Re: Not able to read tweets format, never seen such behaviour- Flume

Expert Contributor
org.apache.flume.source.twitter.TwitterSource

Is a flume experimantal source. Is actually just an example. It downloads sample stream (not filtered by any keyword).

Also it transforms each event to avro format, thats why is not human-readable. You can create hive avro table on top of it, but be aware it returns very limited set of fields.

I can't find source code of hortonworks lib, but i suspect overall idea is the same.

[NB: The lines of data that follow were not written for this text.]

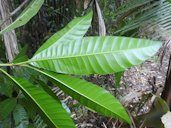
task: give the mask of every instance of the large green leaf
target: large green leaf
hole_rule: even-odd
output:
[[[78,100],[81,104],[105,116],[122,119],[130,123],[130,118],[119,101],[105,89],[79,78],[56,74],[33,68],[52,78],[57,86],[65,93]]]
[[[32,0],[28,7],[19,15],[19,17],[13,23],[0,31],[0,35],[26,24],[33,16],[37,14],[43,3],[44,0]]]
[[[59,100],[54,99],[40,87],[32,85],[25,79],[14,78],[1,69],[1,71],[10,77],[23,93],[31,99],[41,110],[47,123],[54,128],[75,128],[72,119],[62,107]]]
[[[84,37],[47,48],[29,62],[65,74],[109,74],[141,64],[160,46],[160,42],[145,39]]]
[[[9,98],[0,103],[0,120],[4,120],[14,110],[16,106],[16,99]]]
[[[43,52],[51,52],[56,45],[64,42],[70,42],[82,38],[91,25],[92,12],[87,15],[72,20],[65,28],[50,37],[35,53],[35,55]]]

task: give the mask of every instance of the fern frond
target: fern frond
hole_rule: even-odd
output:
[[[13,112],[16,128],[27,127],[29,124],[29,118],[26,110],[20,104],[17,104]]]
[[[154,34],[151,36],[153,39],[171,33],[171,4],[166,0],[155,1],[132,15],[138,15],[138,17],[131,18],[115,34],[124,35],[131,30],[144,26],[147,26],[149,30],[154,30]]]
[[[40,115],[36,115],[34,120],[34,128],[48,128],[47,124],[44,123]]]

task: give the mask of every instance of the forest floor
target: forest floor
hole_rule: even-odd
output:
[[[151,108],[151,94],[161,94],[164,87],[170,52],[165,49],[161,59],[162,52],[161,49],[152,59],[126,70],[118,88],[115,87],[114,75],[94,75],[86,79],[115,95],[133,117],[145,114]],[[118,120],[100,116],[83,106],[76,109],[72,115],[78,128],[130,128]],[[137,124],[134,125],[139,128]]]
[[[153,58],[139,66],[127,69],[119,87],[115,85],[114,75],[91,75],[84,76],[83,79],[105,88],[117,97],[127,108],[134,122],[135,117],[150,111],[153,103],[152,96],[161,94],[167,74],[169,55],[169,48],[163,47]],[[53,90],[68,106],[65,105],[66,109],[72,112],[71,116],[77,128],[142,128],[141,123],[134,122],[134,126],[129,126],[119,120],[99,115],[80,105],[70,96],[66,96],[58,88],[55,87]]]

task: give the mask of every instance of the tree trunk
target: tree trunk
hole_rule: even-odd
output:
[[[167,76],[165,81],[164,90],[162,92],[161,97],[167,102],[171,109],[171,55],[169,59],[169,66],[167,70]]]
[[[1,29],[7,27],[9,24],[12,23],[12,18],[10,17],[10,6],[8,0],[0,0],[0,19],[5,21],[1,27]],[[18,54],[18,45],[17,45],[17,38],[15,31],[11,31],[5,33],[3,35],[7,59],[9,62],[12,62],[15,55]]]

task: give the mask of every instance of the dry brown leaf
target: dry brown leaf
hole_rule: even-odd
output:
[[[98,23],[99,23],[99,35],[105,36],[106,35],[106,26],[105,26],[102,12],[101,12],[101,9],[100,9],[100,6],[99,6],[97,0],[95,0],[95,6],[96,6],[96,11],[97,11]]]

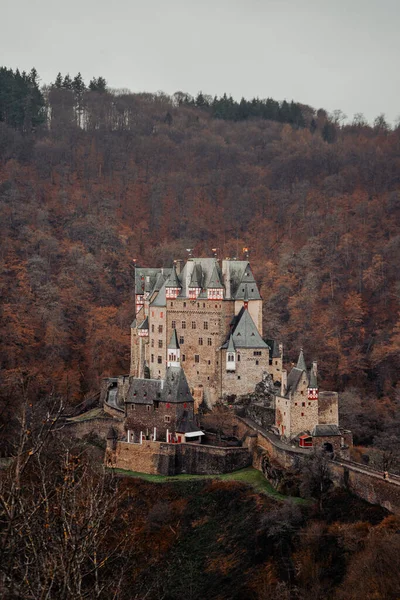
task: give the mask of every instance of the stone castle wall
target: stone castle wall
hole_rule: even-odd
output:
[[[224,396],[243,396],[254,392],[256,383],[262,380],[265,371],[269,371],[267,348],[238,348],[236,370],[231,372],[226,370],[226,350],[223,350],[221,376]]]
[[[150,441],[117,442],[116,450],[107,448],[105,457],[108,466],[151,475],[219,475],[250,466],[251,462],[247,448]]]

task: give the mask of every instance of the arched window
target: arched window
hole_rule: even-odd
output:
[[[235,362],[235,355],[231,352],[228,354],[228,362]]]

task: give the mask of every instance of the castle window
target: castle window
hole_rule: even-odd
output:
[[[276,366],[277,364],[278,364],[278,361],[276,360],[276,361],[275,361],[275,366]]]
[[[186,302],[183,303],[183,308],[186,308]]]
[[[194,362],[195,363],[199,363],[200,362],[200,356],[199,356],[199,354],[195,354],[194,355]]]
[[[304,413],[301,413],[301,416],[304,417]]]
[[[308,403],[308,406],[311,406],[311,402]],[[332,411],[331,411],[332,412]]]
[[[259,362],[259,361],[258,361],[258,360],[256,360],[256,365],[258,365],[258,362]]]
[[[182,321],[182,329],[186,329],[186,321]]]
[[[211,365],[211,360],[208,361],[208,364]]]
[[[158,333],[162,333],[162,325],[158,326]]]
[[[171,422],[171,417],[169,415],[165,415],[164,422],[165,423],[170,423]]]
[[[240,379],[240,375],[238,375],[238,379]]]
[[[203,345],[203,338],[199,338],[199,346]]]
[[[172,329],[176,329],[176,321],[172,321],[171,327],[172,327]]]
[[[207,346],[212,346],[212,338],[207,338]]]
[[[162,340],[158,340],[158,347],[162,348]]]
[[[160,312],[160,319],[162,319],[164,317],[164,313]]]
[[[261,350],[254,350],[253,356],[261,356]]]
[[[197,303],[197,308],[200,308],[200,302]]]
[[[154,333],[154,325],[151,326],[151,333]]]
[[[228,362],[235,362],[235,355],[232,353],[228,354]]]
[[[238,362],[240,362],[240,354],[237,355]]]
[[[302,406],[305,406],[305,405],[306,405],[306,403],[305,403],[305,402],[302,402],[302,403],[301,403],[301,405],[302,405]]]
[[[206,303],[205,303],[205,302],[203,302],[203,308],[205,308],[205,307],[206,307]]]
[[[151,340],[151,347],[154,348],[154,340]]]
[[[196,321],[192,321],[192,329],[196,329]]]
[[[179,336],[179,343],[180,344],[184,344],[185,343],[185,338],[183,337],[183,335]]]
[[[303,391],[303,390],[301,390],[300,394],[301,394],[302,396],[304,396],[304,391]]]
[[[208,321],[204,321],[204,323],[203,323],[203,329],[208,329]]]
[[[251,291],[254,292],[254,288],[251,288]]]
[[[151,311],[151,316],[154,317],[154,310]]]
[[[159,407],[160,407],[160,401],[154,400],[154,410],[158,410]]]
[[[150,404],[146,404],[146,408],[147,408],[147,412],[150,412],[150,408],[151,408]]]
[[[157,356],[157,362],[159,365],[162,365],[162,356]]]
[[[151,355],[151,362],[154,362],[154,354]]]
[[[185,362],[186,360],[186,356],[184,354],[182,354],[182,362]]]
[[[295,402],[294,405],[297,406],[297,402]]]
[[[171,302],[171,306],[173,306],[173,305],[174,305],[174,303],[173,303],[173,302]]]

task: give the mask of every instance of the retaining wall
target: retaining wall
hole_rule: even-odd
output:
[[[142,444],[117,442],[107,448],[105,462],[119,469],[151,475],[220,475],[248,467],[252,458],[247,448],[219,448],[202,444]]]

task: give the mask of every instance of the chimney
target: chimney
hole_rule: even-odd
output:
[[[313,361],[312,371],[313,371],[315,377],[317,377],[318,371],[317,371],[317,361],[316,360]]]
[[[181,258],[179,258],[178,260],[174,260],[174,263],[175,263],[176,274],[179,275],[179,273],[182,271],[183,260]]]

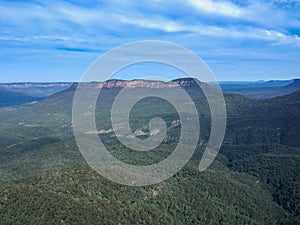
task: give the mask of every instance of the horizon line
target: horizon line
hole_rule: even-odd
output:
[[[109,80],[105,80],[105,81],[89,81],[89,82],[84,82],[84,83],[91,83],[91,82],[107,82],[110,80],[120,80],[120,81],[134,81],[134,80],[145,80],[145,81],[163,81],[163,82],[170,82],[173,80],[178,80],[178,79],[188,79],[188,78],[192,78],[192,77],[179,77],[179,78],[175,78],[175,79],[171,79],[171,80],[158,80],[158,79],[118,79],[118,78],[114,78],[114,79],[109,79]],[[255,83],[255,82],[268,82],[268,81],[292,81],[292,80],[297,80],[300,79],[299,77],[294,77],[294,78],[290,78],[290,79],[271,79],[271,80],[221,80],[221,81],[201,81],[204,83],[225,83],[225,82],[249,82],[249,83]],[[11,82],[1,82],[0,84],[59,84],[59,83],[69,83],[69,84],[74,84],[74,83],[82,83],[81,81],[11,81]]]

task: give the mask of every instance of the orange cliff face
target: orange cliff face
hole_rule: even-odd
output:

From my pov is easier to adjust flume example for your needs - remove avro transformation and use twitter4j.filter stream instead of "sample" which is used.

Highlighted

Re: Not able to read tweets format, never seen such behaviour- Flume

Mentor
@valent pawar

thanks to @Michael M for pointing out that output is in avro. I didn't know that. You can download avro-tools.jar and convert the unreadable binary avro file to json using the following commands

java -jar ~/avro-tools-1.7.4.jar tojson twitter.avro > twitter.json

You can download the latest avro tools jar from avro website. Pull one of your result files to local filesystem and run the command above.